6 - Data retrieval and queries

Explain the basic concepts of data retrieval (attribute and spatial queries) and formulate queries to make a selection on attributes and geospatial data from a spatial database.

Concepts

  • Data attribute

    An attribute is a named field of a tuple in a relation (or table). An attribute’s domain is a (possibly infinite) set of atomic values such as, for example, the set of integer number values or the set of real number values.

  • Spatial database

    Spatial databases, also known as geo-databases, are implemented directly on existing DBMSs using extension software to allow them to handle spatial objects.

  • Relation

    In relational data models, a database is viewed as a collection of relations, also commonly referred to as tables. A table or relation is itself a collection of tuples (or records). In fact, each table is a collection of tuples that are similarly shaped. By this, we mean that a tuple has a fixed number of named fields (also known as attributes).

  • Querying a spatial database with SQL

    The most common operator for defining queries in a relational database is the language SQL, which stands for Structured Query Language.

  • Selection by attributes

    Tuple selection works like a filter: it allows tuples that meet the selection condition to pass and disallows tuples that do not meet the condition. The operator is given some input relation, as well as a selection condition about tuples in the input relation. A selection condition is a truth statement about a tuple’s attribute values, such as AreaSize > 1000. For some tuples in Parcel, this statement will be true and for others it will be false. Tuple selection on the Parcel relation with this condition will result in a set of Parcel tuples for which the condition is true.

  • Selection of records

    Tuple selection works like a filter: it allows tuples that meet the selection condition to pass and disallows tuples that do not meet the condition. The operator is given some input relation, as well as a selection condition about tuples in the input relation. A selection condition is a truth statement about a tuple’s attribute values, such as AreaSize > 1000. For some tuples in Parcel, this statement will be true and for others it will be false. Tuple selection on the Parcel relation with this condition will result in a set of Parcel tuples for which the condition is true.

    Queries like the tuple selection and attribute projection do not create stored tables in the database. This is why the result tables have no name: they are virtual tables. The result of a query is a table that is shown to the user who executed the query. Whenever the user closes her/his view on the query result, that result is lost. The SQL code for the query is, however, stored for future use. The user can re-execute the query again to obtain a view on the result once more.

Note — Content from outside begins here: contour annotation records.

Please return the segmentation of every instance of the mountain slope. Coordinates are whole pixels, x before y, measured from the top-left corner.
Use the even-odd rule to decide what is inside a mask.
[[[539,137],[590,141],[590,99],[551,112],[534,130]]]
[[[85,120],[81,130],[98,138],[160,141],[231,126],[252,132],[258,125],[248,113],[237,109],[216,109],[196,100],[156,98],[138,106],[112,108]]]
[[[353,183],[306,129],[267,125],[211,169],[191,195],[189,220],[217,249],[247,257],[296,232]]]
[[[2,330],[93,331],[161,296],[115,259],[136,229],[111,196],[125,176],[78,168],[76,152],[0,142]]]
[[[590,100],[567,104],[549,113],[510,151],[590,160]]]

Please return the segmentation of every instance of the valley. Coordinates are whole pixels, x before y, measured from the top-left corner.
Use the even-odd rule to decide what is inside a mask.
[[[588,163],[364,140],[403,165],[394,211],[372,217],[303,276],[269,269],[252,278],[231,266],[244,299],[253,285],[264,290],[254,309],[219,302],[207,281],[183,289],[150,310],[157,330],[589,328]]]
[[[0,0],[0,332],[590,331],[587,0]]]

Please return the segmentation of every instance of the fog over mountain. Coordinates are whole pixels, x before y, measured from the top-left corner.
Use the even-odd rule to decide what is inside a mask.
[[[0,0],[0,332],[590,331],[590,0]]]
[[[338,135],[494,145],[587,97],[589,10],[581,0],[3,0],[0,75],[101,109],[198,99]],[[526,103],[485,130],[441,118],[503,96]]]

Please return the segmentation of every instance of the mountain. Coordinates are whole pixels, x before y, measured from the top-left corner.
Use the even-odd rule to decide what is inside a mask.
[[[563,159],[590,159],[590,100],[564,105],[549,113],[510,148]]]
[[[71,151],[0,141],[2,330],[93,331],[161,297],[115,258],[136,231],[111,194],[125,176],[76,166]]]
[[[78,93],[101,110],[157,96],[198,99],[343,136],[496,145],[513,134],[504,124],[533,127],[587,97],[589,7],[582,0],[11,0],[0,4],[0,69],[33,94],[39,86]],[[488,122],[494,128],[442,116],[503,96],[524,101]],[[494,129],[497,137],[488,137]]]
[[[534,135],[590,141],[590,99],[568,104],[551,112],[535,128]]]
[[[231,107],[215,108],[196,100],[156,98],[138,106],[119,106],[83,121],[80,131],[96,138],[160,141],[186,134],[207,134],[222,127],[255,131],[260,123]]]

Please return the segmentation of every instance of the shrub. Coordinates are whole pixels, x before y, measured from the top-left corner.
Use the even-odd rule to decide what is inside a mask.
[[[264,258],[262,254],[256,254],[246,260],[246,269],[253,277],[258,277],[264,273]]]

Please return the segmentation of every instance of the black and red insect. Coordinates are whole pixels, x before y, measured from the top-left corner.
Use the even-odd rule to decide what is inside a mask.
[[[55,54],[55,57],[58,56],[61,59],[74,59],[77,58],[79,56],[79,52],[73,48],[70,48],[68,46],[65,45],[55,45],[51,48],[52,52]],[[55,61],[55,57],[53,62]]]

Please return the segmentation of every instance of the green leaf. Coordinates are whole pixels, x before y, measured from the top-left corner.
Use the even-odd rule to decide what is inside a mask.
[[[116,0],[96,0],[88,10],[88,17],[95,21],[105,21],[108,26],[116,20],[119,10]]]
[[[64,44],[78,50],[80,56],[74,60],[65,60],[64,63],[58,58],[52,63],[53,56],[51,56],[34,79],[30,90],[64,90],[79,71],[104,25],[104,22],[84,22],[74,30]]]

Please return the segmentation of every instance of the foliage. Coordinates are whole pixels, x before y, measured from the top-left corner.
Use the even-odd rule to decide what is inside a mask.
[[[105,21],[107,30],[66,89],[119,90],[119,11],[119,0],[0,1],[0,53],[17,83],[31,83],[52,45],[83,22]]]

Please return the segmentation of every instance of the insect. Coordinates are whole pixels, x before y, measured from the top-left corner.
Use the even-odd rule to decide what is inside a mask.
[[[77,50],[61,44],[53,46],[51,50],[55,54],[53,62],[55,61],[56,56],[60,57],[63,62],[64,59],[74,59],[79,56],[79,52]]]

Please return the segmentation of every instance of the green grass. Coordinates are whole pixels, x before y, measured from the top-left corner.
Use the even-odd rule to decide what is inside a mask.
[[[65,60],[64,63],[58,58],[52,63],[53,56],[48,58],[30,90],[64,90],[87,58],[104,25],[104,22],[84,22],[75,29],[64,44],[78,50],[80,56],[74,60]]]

    Figure: The two unary query operators: (a) tuple selection has a single table as input and produces another table with less tuples. Here, the condition was that AreaSize must be over 1000; (b) attribute projection has a single table as input and produces another table with fewer attributes. Here, the projection is onto the attributes PId and Location.​​​

     

  • Tuple

    Tuples (or records) are individual entries in a relation (or table). All tuples in the same relation have the same named fields. In a diagram, such as in Figure 1 above, relations can be displayed as data in tabular form, as the relations provided in the figure demonstrate. The PrivatePerson table has three tuples; the Surname attribute value for the first tuple shown is “Garcia.” Tuples can be specifically queried using tuple selection.

  • Data integration

    Combination of Earth observation data with other types of geospatial data is highly recommended since existing information can be essential for improving the interpretation of remote sensing data. The automatic classification of agricultural crops from multispectral image data is such an example. Pixel-by-pixel classification usually gives many errors, owing to sensor noise and field heterogeneity. However, if parcel boundaries are known from a GIS database, one can classify all pixels within a field as a group, which reduces the number of misclassifications enormously, provided, of course, that the group as a whole is correctly classified.

    Data can be integrated in an almost infinite number of ways. Results from data integration can, again, be combined with other geospatial data to produce yet other new information, and so on.